Sure could use some amber satin lacquer about now.


----------



## YJMUJRSRV (Jul 17, 2007)

ajcoholic said:


> It is not against the Canada Post regulations to ship anything flamable, liquid or presurized anyhow?
> 
> I know most "legit" operations will not send spray cans of paint through the post (only private couriers who agree to carry such parcels).
> 
> ...



It has nothing to do with what is in the box. Its delivery issues. Apparently the root of it seems to be the Mississauga sortation facility. Thats where more things vanish. Ask L&M about their Canada Post record. Last time I talked to a freind in the Vancouver location the failure rate was 50% with CP and they avoid them at all costs (so I was told)

I have someone who will be taking care of the webstore stuff so I can go back to the dungeon and build. I dont know if there will be much interest but pre reliced bridges, pickguards, etc are on the menu. When? Dont know, I prefer to build.

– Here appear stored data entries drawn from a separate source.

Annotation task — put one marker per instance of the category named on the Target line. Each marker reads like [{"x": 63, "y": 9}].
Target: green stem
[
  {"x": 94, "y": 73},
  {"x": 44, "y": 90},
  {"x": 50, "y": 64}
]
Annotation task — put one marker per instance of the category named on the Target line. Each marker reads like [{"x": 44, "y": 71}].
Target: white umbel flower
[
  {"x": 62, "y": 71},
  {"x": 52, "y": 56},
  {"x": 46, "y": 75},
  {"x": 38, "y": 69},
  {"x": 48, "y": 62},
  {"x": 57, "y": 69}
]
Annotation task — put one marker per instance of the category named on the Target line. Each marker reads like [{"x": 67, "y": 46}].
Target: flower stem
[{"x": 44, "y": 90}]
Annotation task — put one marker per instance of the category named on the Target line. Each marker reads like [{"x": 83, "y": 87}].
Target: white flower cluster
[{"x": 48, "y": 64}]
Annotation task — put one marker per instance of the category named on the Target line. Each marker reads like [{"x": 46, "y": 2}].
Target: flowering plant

BTW - its nice that you infer I am not "legit". Thats real nice talk.


----------



## ajcoholic (Feb 5, 2006)

YJMUJRSRV said:


> It has nothing to do with what is in the box. Its delivery issues. Apparently the root of it seems to be the Mississauga sortation facility. Thats where more things vanish. Ask L&M about their Canada Post record. Last time I talked to a freind in the Vancouver location the failure rate was 50% with CP and they avoid them at all costs (so I was told)
> 
> I have someone who will be taking care of the webstore stuff so I can go back to the dungeon and build. I dont know if there will be much interest but pre reliced bridges, pickguards, etc are on the menu. When? Dont know, I prefer to build.
> 
> BTW - its nice that you infer I am not "legit". Thats real nice talk.

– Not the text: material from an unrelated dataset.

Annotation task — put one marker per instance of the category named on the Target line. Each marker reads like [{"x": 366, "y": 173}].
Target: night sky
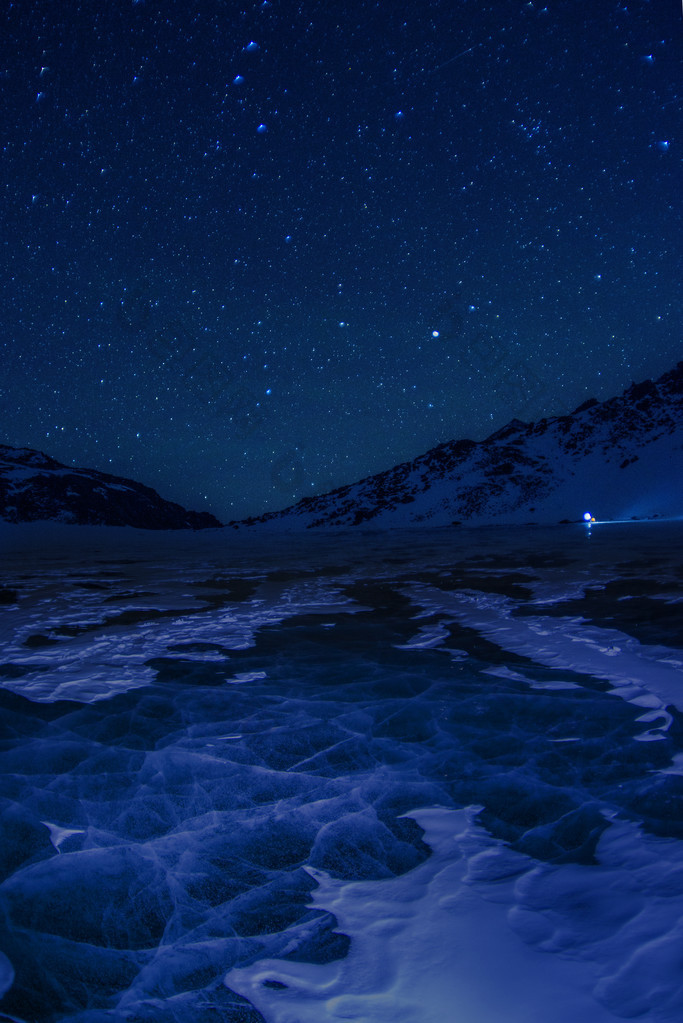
[{"x": 254, "y": 251}]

By "legit", I meant stores that follow Canada Post guidelines and rules as they should. I deal a lot with various shops for my work and also my other hobbies. Some will absolutley not ship flamables/paint/aerosol cans by Canada post under no circumstances. Others, most smaller places who don't really care, will wrap up a can or two and ship via post instead of using a courier like they are supposed to. Usually the bigger places follow the rules. You can do what you want, but if a parcel of spray cans gets discovered it may be a problem for future shipments.

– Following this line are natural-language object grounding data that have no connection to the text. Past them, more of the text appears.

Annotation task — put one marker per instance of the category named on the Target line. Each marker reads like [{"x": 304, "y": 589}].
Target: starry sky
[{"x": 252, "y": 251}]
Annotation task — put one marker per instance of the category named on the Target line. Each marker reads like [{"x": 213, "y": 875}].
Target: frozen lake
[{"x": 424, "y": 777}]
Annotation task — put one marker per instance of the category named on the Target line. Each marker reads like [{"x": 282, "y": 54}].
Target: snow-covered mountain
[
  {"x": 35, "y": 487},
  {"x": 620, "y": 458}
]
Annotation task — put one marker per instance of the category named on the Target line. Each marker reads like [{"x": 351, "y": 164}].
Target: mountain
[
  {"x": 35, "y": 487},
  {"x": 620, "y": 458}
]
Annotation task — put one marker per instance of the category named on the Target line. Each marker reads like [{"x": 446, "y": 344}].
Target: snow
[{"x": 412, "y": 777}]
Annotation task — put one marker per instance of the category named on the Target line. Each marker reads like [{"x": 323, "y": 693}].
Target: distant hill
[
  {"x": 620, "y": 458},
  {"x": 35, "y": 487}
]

I have contributed a lot of build threads and stuff here on Guitars Canada Luthiers forum over the past few years. I think I am entitled to my opinions as is everyone else. Sorry if that offends you.

AJC


----------



## nerosrevenge (Aug 26, 2007)

Ohhh man that's too bad! Best of luck getting it sorted out.

Pm'd you!

STV.


----------



## wawa (Oct 24, 2007)

I would like to order some paint can you contact me please.
If I can recommend anyone it would be Purolator for shipping.
I joined this forum for this paint.


----------



## Greenman (Feb 18, 2007)

wawa said:


> I joined this forum for this paint.


And I thought it was our pleasant disposition. :food-smiley-004:


----------



## Kapo_Polenton (Jun 20, 2007)

If we are talking within Canada and there are problems with Canada Post then i'd say go with Fedex. Maybe a bit more but surely more reliable? 

I'm actually looking at sourcing parts for a fat strat.. i think it is great if we had more canadian suppliers for paints, bodies , etc.. You could always put up a webiste with a catalogue and prices and have people contact you for shipping no?


----------



## tribi9 (Sep 19, 2006)

Ditto. I just Pm'd ya too.


----------



## Joel Rainville (Apr 21, 2008)

ajcoholic said:


> By "legit", I meant stores that follow Canada Post guidelines and rules as they should. [...] You can do what you want, but if a parcel of spray cans gets discovered it may be a problem for future shipments.


I've had nitro spray cans shipped from Lee Valley by Canada Post and never had any problem...


----------